The formula goes something like this: take the well-being and longevity of a population, measure how equally both are distributed, then set the result against each country’s ecological footprint.
In this calculation, the most successful countries are those where people live long and happy lives at little cost to the environment.
So which countries are they?
They’re not the wealthy Western countries you’d expect to see, or even the progressive Nordic ones that normally bag the lifestyle laurels. Instead, a list of the top 10 (the index ranks 140 countries overall) shows that when it comes to people’s ability to live good lives within sustainable limits, Latin American and Asia Pacific countries are ahead of the crowd.
Green and pleasant land
There’s one country that stands out: Costa Rica, which tops the ranking for the third time. It is the happiest and most sustainable country on Earth, according to the Happy Planet Index.

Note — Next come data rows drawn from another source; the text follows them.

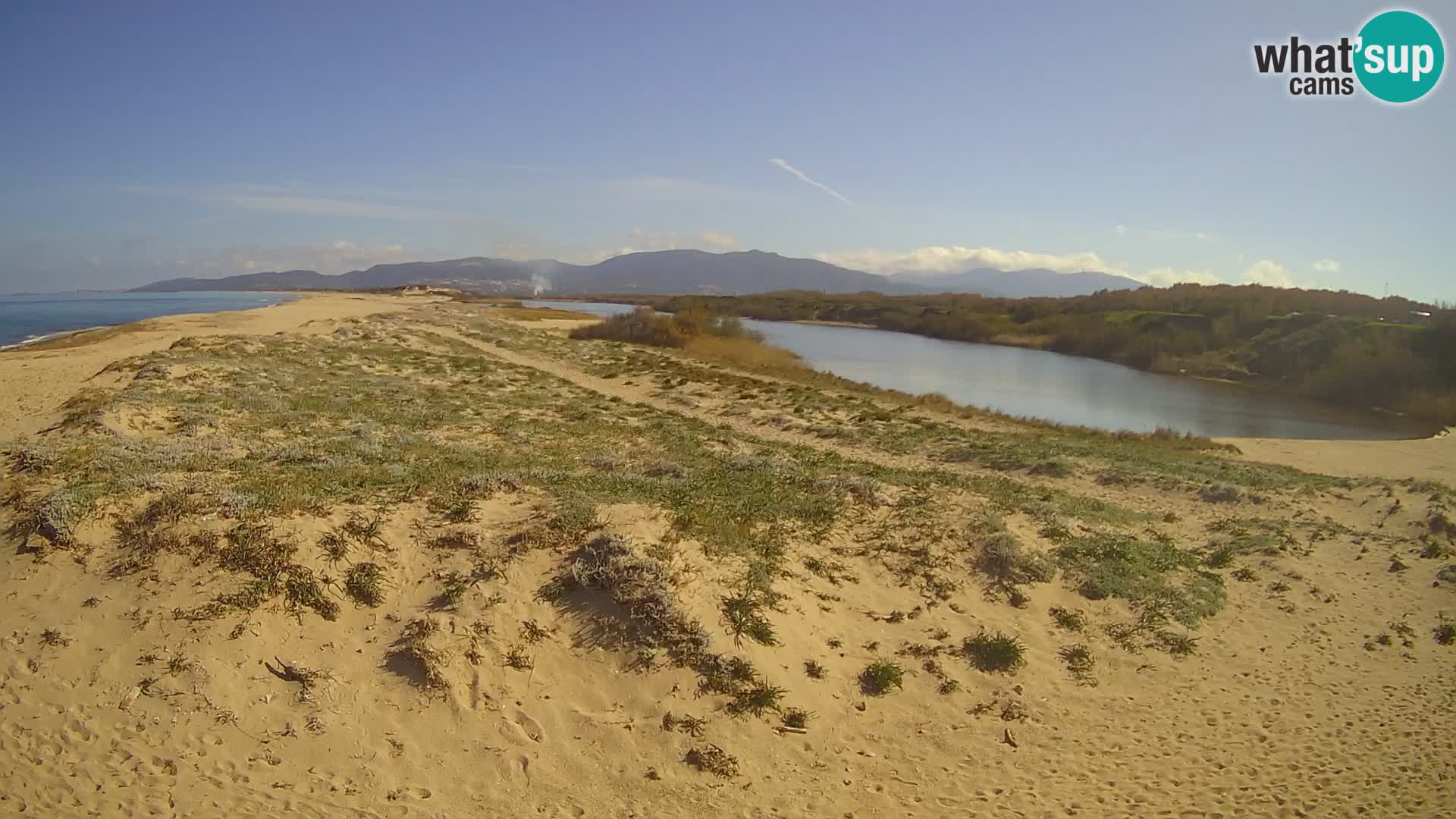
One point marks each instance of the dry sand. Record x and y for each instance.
(1283, 711)
(38, 378)
(1433, 458)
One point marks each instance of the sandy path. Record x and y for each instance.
(36, 381)
(1280, 713)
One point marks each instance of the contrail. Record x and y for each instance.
(805, 177)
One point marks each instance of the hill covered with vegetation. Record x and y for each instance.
(1332, 346)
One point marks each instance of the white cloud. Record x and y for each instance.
(956, 259)
(324, 257)
(1164, 234)
(1269, 273)
(805, 178)
(944, 260)
(1165, 276)
(256, 197)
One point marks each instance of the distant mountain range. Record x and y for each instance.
(661, 273)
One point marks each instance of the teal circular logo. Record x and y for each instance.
(1400, 55)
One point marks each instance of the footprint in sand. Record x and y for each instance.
(526, 726)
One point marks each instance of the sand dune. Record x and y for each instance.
(1315, 689)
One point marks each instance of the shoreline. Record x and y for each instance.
(53, 335)
(63, 334)
(38, 378)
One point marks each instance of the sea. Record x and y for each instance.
(31, 318)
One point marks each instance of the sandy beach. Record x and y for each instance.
(1257, 640)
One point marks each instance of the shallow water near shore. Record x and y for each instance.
(1068, 390)
(36, 316)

So, what is it doing right?
A recent Gallup poll found the Central American nation to have the highest level of well-being in the world. It also has some of the longest-lived people: life expectancy there is 78.5 years – older than in the US. But what places the country time and again at the top of the index is that it delivers all this health and happiness while using a mere quarter of the resources that are typically used in the Western world.

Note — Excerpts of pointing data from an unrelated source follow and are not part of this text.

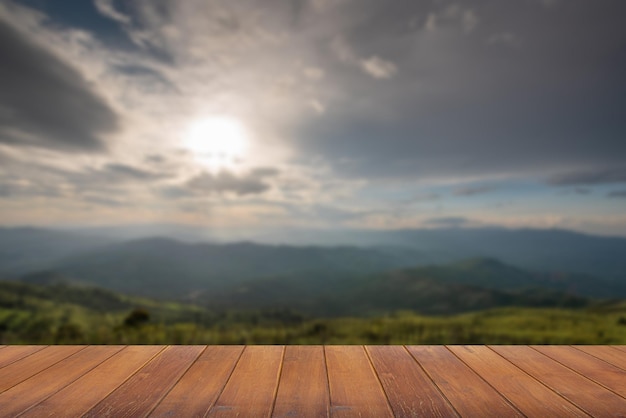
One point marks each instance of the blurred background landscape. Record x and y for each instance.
(384, 287)
(312, 171)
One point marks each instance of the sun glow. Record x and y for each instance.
(219, 141)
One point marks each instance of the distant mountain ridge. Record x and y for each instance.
(256, 274)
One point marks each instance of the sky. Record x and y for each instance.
(314, 113)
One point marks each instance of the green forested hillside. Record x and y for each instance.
(470, 285)
(63, 313)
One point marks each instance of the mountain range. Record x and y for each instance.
(412, 270)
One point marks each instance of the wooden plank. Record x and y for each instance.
(532, 398)
(140, 394)
(251, 389)
(606, 353)
(467, 392)
(22, 369)
(198, 389)
(35, 389)
(606, 374)
(409, 389)
(354, 387)
(17, 352)
(620, 347)
(91, 388)
(303, 389)
(587, 395)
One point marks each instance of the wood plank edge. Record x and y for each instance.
(579, 373)
(380, 383)
(175, 383)
(71, 382)
(507, 400)
(443, 395)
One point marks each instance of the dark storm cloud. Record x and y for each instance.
(44, 101)
(620, 194)
(463, 104)
(472, 190)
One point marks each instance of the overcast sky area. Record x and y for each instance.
(314, 113)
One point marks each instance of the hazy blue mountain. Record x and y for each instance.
(167, 268)
(535, 249)
(27, 249)
(458, 287)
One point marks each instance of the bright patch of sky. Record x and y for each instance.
(314, 113)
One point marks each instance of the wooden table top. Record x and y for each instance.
(313, 381)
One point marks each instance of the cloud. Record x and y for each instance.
(590, 177)
(621, 194)
(373, 66)
(251, 183)
(448, 222)
(472, 190)
(504, 38)
(314, 73)
(378, 67)
(47, 102)
(107, 8)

How does it do that? Chiefly through a strong commitment to the environment: 99% of the country’s electricity supply is said to come from renewable sources, and the government has pledged to make the country carbon neutral by 2021. Other factors include robust investing in social programmes such as health and education, with public money that has been all the more plentiful since the abolition of the national army in 1949.
Wealthier Western countries tend to score highly when it comes to life expectancy and well-being, but the high environmental cost of their way of life sees their ratings plummet. The US, for instance, has one of the largest ecological footprints in the world. Of the Scandinavian nations, meanwhile, only Norway appears in the index’s top 20.